Supporters desiring to send get-well cards to Patricia are asked to mail them to: Patricia McAdams, Parkview Hospital STICU, Room 1110, 2200 Randallia Dr., Fort Wayne, IN 46805.
Donations (including flowers) on behalf of Patricia and her family may be made to: Ashley Fire Department, c/o Chief Micah Liby, P.O. Box 349, Ashley, IN 46705. Patricia and her family are grateful for the quick response by the emergency medical technicians from the Ashley Fire Department, who were the first on the scene after the accident.

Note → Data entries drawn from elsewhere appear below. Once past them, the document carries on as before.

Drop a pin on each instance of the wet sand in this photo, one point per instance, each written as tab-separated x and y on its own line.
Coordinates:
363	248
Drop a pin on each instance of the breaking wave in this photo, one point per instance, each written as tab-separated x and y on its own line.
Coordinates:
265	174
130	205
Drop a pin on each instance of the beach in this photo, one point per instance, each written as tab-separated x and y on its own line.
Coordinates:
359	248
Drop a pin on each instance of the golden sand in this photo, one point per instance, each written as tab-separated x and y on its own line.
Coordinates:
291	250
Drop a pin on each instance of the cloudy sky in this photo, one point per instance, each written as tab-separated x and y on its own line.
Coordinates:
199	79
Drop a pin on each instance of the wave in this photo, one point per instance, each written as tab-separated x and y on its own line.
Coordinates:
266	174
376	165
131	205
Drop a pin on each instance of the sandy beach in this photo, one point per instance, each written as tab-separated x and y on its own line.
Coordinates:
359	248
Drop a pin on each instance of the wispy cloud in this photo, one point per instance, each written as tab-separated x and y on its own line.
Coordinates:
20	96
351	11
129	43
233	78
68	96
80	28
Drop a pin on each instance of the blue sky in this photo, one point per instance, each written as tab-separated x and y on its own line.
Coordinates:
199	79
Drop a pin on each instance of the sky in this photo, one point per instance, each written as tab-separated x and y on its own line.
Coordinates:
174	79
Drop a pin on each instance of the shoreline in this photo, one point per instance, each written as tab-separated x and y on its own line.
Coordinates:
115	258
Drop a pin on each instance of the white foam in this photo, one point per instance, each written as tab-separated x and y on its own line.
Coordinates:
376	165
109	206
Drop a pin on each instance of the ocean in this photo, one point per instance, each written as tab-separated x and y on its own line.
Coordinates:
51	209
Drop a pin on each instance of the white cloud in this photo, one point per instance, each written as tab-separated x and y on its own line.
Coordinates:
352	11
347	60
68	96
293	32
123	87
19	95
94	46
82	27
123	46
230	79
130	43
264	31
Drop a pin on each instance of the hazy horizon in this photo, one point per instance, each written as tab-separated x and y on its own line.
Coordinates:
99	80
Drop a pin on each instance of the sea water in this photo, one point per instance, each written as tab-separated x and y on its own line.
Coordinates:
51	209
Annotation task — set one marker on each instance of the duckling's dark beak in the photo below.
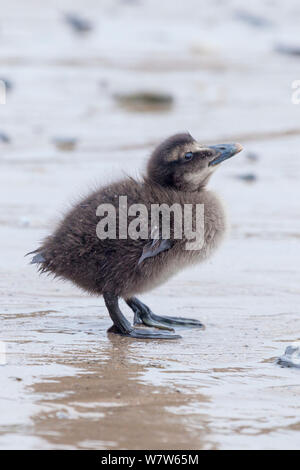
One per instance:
(223, 152)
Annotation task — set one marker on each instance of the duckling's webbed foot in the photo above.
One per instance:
(143, 314)
(122, 326)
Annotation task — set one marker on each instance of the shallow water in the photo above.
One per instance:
(65, 382)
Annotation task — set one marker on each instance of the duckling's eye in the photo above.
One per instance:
(188, 156)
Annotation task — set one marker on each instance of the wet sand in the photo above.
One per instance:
(68, 384)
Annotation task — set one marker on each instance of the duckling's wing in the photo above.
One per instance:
(154, 247)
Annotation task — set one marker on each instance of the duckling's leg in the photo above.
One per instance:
(143, 314)
(122, 326)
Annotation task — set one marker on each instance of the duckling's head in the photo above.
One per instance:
(184, 164)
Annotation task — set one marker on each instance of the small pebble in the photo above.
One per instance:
(145, 101)
(4, 138)
(247, 177)
(65, 143)
(291, 357)
(8, 83)
(252, 19)
(288, 49)
(79, 24)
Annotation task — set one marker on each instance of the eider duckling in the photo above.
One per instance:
(124, 266)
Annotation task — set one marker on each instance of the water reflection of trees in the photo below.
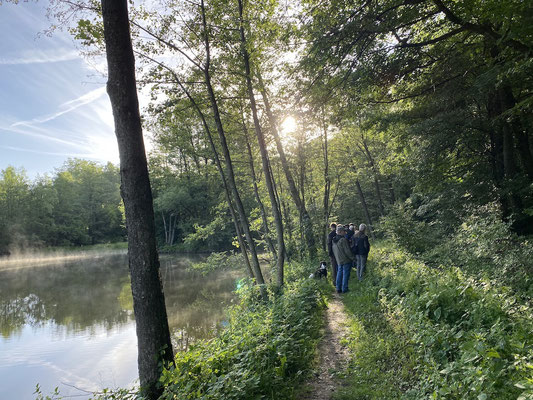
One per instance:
(74, 295)
(79, 296)
(196, 304)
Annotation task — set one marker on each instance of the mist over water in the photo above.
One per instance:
(69, 321)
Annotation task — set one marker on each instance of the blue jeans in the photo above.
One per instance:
(361, 265)
(343, 275)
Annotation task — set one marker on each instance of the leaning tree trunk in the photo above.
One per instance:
(327, 185)
(227, 192)
(153, 336)
(264, 218)
(305, 220)
(376, 177)
(227, 157)
(264, 154)
(365, 207)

Here's a rundown of some upcoming promotions and giveaways at future Notre Dame women's basketball games this season. Tickets may be purchased in advance at the Irish athletics ticket office (second floor of the Joyce Center through Gate 1; 574-631-7356), on game day at the Gate 10 ticket windows of the Joyce Center, or via the Internet at Notre Dame's official athletics web site (UND.com). Please note < additional promotions and giveaways may be added at a later date, so consult the Notre Dame promotions web site (www.notredamepromotions.com) for the latest information:
Jan. 22 vs. DePaul - Dance, Dance, Dance ... Midweek Mania (buy one
ticket, get one free) ... Irish women's basketball pizza cutters to first 1,000 fans, courtesy of Crocs ... post-game autograph session courtside with selected Notre Dame players.
Next Game: DePaul
The Irish open a three-game homestand Tuesday at 8 p.m. (ET) when they welcome No. 23/22 DePaul to the Joyce Center for the first of two matchups between the teams this season. The game will be televised live to a national cable audience on CSTV, the second of four appearance for Notre Dame on that network this season.

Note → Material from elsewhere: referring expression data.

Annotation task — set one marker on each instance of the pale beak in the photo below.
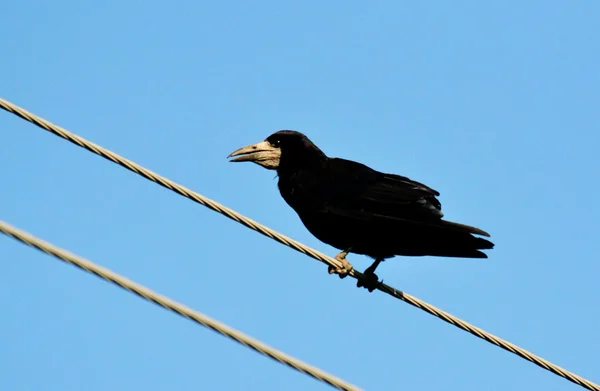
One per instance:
(263, 154)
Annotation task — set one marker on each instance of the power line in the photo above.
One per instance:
(92, 147)
(176, 307)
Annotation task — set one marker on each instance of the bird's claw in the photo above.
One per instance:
(371, 281)
(345, 269)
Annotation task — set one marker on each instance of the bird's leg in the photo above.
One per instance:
(346, 266)
(372, 281)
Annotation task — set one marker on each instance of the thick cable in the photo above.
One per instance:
(105, 153)
(175, 307)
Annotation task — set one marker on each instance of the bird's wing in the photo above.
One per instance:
(357, 189)
(361, 195)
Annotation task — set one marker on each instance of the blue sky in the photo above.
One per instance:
(494, 104)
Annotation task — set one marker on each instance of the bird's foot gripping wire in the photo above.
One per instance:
(371, 281)
(346, 267)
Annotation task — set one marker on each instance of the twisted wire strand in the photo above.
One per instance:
(412, 300)
(176, 307)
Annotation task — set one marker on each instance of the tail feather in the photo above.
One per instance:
(463, 228)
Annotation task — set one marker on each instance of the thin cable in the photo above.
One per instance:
(63, 133)
(176, 307)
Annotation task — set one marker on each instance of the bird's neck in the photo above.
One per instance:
(308, 161)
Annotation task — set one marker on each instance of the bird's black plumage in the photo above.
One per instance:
(353, 207)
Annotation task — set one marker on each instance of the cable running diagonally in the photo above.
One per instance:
(92, 147)
(176, 307)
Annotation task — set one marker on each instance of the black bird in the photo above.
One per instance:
(359, 210)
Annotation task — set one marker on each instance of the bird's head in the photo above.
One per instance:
(286, 149)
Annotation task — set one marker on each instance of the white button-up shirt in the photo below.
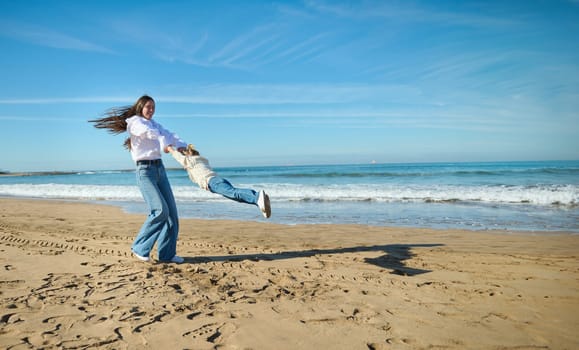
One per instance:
(149, 138)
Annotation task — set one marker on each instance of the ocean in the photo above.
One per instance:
(515, 196)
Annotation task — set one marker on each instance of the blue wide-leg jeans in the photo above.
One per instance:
(222, 186)
(162, 223)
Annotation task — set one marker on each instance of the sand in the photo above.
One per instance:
(68, 281)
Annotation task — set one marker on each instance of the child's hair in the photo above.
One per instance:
(115, 119)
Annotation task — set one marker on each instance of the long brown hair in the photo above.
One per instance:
(115, 119)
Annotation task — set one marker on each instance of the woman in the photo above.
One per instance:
(146, 140)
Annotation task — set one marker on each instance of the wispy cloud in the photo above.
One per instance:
(406, 12)
(47, 37)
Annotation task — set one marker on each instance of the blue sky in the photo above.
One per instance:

The Blue Demons (13-3, 2-1) reeled off 10 consecutive wins to open the season, then stumbled briefly with three losses in four games, before righting themselves with back-to-back wins in the past week. DePaul will visit Marquette Saturday afternoon (playing opposite Notre Dame and Georgetown on the BIG EAST-Regional Sports Networks Game of the Week
package) before coming to South Bend.